Sum of weights: 1.000000  (should be 1.0)
Max weight: 0.0095, min weight: 0.000079

Covariate            Treated Control (raw) Control (ebal)
X1                    0.3117      -0.2801       0.3117
X2                    0.2395      -0.1541       0.2395

The weighted control means equal the treated means because the optimization imposes that constraint.

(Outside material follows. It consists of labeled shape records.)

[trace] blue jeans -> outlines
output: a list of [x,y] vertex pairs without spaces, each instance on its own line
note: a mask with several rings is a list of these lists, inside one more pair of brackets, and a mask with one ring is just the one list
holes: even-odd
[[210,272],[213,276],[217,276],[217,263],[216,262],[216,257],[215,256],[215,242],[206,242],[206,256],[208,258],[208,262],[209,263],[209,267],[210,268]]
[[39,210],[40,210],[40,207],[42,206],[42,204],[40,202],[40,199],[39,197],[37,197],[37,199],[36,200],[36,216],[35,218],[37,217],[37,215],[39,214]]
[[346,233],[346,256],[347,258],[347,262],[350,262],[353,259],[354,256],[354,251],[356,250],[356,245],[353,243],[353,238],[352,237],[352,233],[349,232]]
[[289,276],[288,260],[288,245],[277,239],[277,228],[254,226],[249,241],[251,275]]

If overlap is poor, the weights can become very uneven.

The ATT estimate uses these weights on the control outcomes:

Yt = df.Y[df.D .== 1]
Yc = df.Y[df.D .== 0]

# ATT = mean(Y_treated) - weighted mean(Y_control)
att_ebal = mean(Yt) - dot(w_ebal, Yc)
@printf("Entropy-balanced ATT: %.3f  (true ATE = 1.000)\n", att_ebal)

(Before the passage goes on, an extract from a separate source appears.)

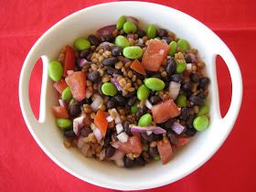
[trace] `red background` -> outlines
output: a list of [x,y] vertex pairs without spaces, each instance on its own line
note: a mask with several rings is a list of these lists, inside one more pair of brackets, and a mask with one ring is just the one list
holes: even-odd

Entropy-balanced ATT: 1.014  (true ATE = 1.000)

Entropy balancing is useful when mean balance is the main diagnostic. If we need balance over whole covariate distributions, energy balancing in R’s WeightIt is a better tool. There is no Julia equivalent yet.

7.10 When to use which method

Method	When to use	Limitation
NN matching (no replacement)	Simple, intuitive; ATT estimand	Drops unmatched units
NN matching (with replacement)	Few treated, many controls	Wasteful of controls
IPW	Good propensity model	Sensitive to extreme weights
Entropy balancing	Want exact mean balance; small covariate set	Balances means only, not distributions
Doubly robust (AIPW)	Combine matching/IPW with regression	More complex

For applied work in Julia, IPW or AIPW is usually more practical than 1:1 matching. Julia has good regression tools, but not yet a full matching toolkit. For a matched analysis with many diagnostics, I would still use R’s MatchIt and cobalt.

7.11 Summary

Matching is for selection on observables. It does not fix unobserved confounding.
The main diagnostic is balance, not the treatment-effect coefficient.
Propensity-score nearest-neighbor matching is easy to implement in Julia, but full matching and CEM are better handled in R.
IPW and entropy balancing are often more practical Julia workflows.